A Ajaccio précisément : Simon Renucci, candidat de la majorité présidentielle, a été devancé par un quasi-néophyte, y compris dans sa commune. Voilà qui confirme le virage à droite de l’île, deux ans à peine après la déroute des candidats du camp libéral à l’élection territoriale dont on pensait à tort qu’il ne se remettrait pas de sitôt. Il y a bien le cas Giacobbi dans la seconde circonscription de la Haute-Corse ne laissant que des miettes à sa rivale UMP, mais du coup ce succès laisse une impression en trompe-l’oeil.
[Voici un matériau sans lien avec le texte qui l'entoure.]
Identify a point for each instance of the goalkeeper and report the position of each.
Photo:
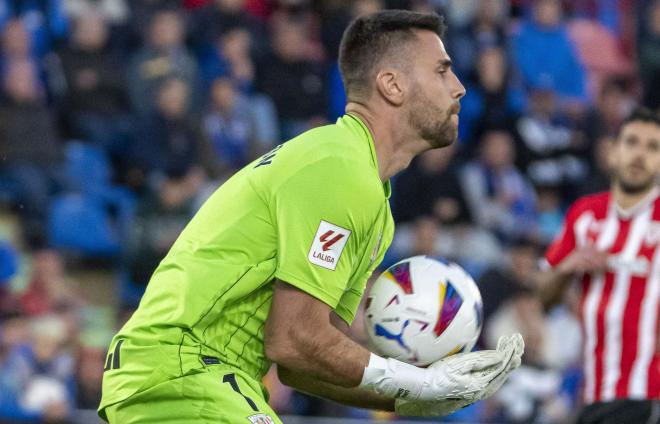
(273, 266)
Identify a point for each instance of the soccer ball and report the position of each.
(423, 309)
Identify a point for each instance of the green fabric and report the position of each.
(212, 293)
(205, 396)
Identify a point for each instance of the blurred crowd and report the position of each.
(118, 118)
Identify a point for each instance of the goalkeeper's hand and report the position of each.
(512, 347)
(463, 376)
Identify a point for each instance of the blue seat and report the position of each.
(80, 224)
(86, 167)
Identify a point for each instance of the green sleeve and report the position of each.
(321, 215)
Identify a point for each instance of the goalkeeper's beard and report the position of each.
(438, 127)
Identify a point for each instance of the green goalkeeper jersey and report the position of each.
(313, 212)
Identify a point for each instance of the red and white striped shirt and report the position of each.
(618, 307)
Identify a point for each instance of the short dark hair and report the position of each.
(370, 38)
(644, 115)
En effet l’opposition, nationale et régionale, dispose désormais de trois députés sur quatre quand elle n’en comptait plus qu’un seul en 2007, celui de la seconde circonscription de la Corse-du-Sud lequel n’aurait plus tenu qu’à un fil. Or, Camille de Rocca Serra vient de prouver le contraire en mettant un terme brutal à la longue érosion de son électorat. A la lecture des résultats de la commune de Porto Vecchio ou ceux du canton dont il est pourtant l’élu inattendu depuis la cantonale de 2011, son opposant nationaliste du second tour Jean-Christophe Angelini, en dépit d’une score qui témoigne du chemin parcouru, a dû rester pantois.